Happy Columbus Day. Isn’t it hos odd that the world has changed in 20 years. When I was a child, we used to talk about how great it was that Christopher Columbus found North America instead of finding India. In fact, the first time I was on stage I was playing Columbus in a school play when I was in sixth grade. The Drama teacher at the middle school thought I was pretty brilliant and had no problem with my ad libbing. I’m still a good actor when I do things like telemarketing. I am less inclinded to do so. Over the years I’ve developed a nervous stutter that comes up when I divert from a script and the whole thing is very traumatic for me. However we now look at this day as something black and horrible. I don’t dispute that there is something about Columbus Day that celebrates white imperialism which I’ve learned over the years has ruined the world. I think its great that Seattle is celebrating Native American Heritage Day to day and that Canadian Thanksgiving is very close to this day. I think that if we can turn something black into something good then that’s half of the battle. Besides I know that I have friends who need the federal holiday for a break. I don’t have one. I don’t have to go into the office today but I am off to class tonight. What I will probably do is enjoy my favorite Flip Wilson bit. I didn’t realize how revolutionary he was when I heard it for the first time (i was a mere child) but it was rather important.
We are coming up on the Feast Day of St. Luke. For those of you who have read my blog know that this is a day that means a lot to me. I finished the second draft of Book one on that day. There is a lot of concern that I had about even presuing the book for self publishing until I walked into a church which was that of St. Luke’s. After that its been a hell of a ride so far. As of now I have the first and second drafts done and I’m working on getting the typed up. Once that happens I can go through it and polish it up. Things are moving along pretty well with the second book. Its a different world than this time last year.
I know I write pretty often about my mother but I have felt a sense of peace while working on this book and almost accepting the death of my mother. I still miss her and I don’t think that there is ever a time that I won’t and the reality of life is starting to come back to me.
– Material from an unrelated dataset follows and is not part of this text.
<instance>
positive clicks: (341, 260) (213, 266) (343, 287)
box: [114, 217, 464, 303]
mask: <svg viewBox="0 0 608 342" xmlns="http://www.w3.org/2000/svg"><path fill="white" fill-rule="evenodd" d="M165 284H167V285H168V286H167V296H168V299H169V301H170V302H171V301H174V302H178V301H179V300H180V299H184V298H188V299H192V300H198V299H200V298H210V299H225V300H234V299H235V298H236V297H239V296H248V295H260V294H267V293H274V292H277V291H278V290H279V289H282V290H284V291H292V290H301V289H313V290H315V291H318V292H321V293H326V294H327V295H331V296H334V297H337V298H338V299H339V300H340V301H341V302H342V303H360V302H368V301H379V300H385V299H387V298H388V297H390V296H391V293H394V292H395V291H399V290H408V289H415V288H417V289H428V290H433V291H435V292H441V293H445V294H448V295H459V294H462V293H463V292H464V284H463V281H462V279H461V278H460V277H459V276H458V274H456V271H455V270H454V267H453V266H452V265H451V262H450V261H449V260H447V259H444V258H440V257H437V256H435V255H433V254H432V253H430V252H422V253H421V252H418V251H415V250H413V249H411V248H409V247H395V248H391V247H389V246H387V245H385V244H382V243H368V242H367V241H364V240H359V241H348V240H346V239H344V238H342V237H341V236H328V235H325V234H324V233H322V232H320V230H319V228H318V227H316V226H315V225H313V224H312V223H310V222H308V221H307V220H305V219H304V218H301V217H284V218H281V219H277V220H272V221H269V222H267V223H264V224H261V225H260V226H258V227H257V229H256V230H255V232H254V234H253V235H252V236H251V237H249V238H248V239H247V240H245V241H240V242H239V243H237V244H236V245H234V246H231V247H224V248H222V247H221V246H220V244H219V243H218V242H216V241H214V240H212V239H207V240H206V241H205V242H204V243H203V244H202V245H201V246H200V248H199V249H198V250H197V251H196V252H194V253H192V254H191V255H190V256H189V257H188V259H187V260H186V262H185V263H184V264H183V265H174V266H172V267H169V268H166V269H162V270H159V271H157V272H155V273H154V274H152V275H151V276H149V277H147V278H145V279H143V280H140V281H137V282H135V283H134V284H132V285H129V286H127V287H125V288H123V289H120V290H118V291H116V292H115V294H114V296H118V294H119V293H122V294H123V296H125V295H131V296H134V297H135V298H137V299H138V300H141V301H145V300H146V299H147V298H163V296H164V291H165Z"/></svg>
My mother was in this world for 66 years and in that time she did a great many things and now she isn’t. I still dream about her occasionally and the dreams are always pleasant when she’s in them. Part of it is that my father commissioned a cross to be put up for her. I don’t have a grave to go to visit since it was her desire to be cremated and she sits on a box on her roll top desk with a stuffed Pinkie Pie so maybe its now that it feels like she’s at rest. Dealing with grief is a subplot in book two. I’m not happy with the fact that the tone has drastically changed from the first book but it does feel like its a better book. I tell Hal that I’m constantly happy with the rewrites I’ve done on a couple of characters. They are starting to feel real as oppose to some sort of two dimensional cut out.
What are we hoping? That I can get a promotional booklet for book two by the start of World Con-Quest.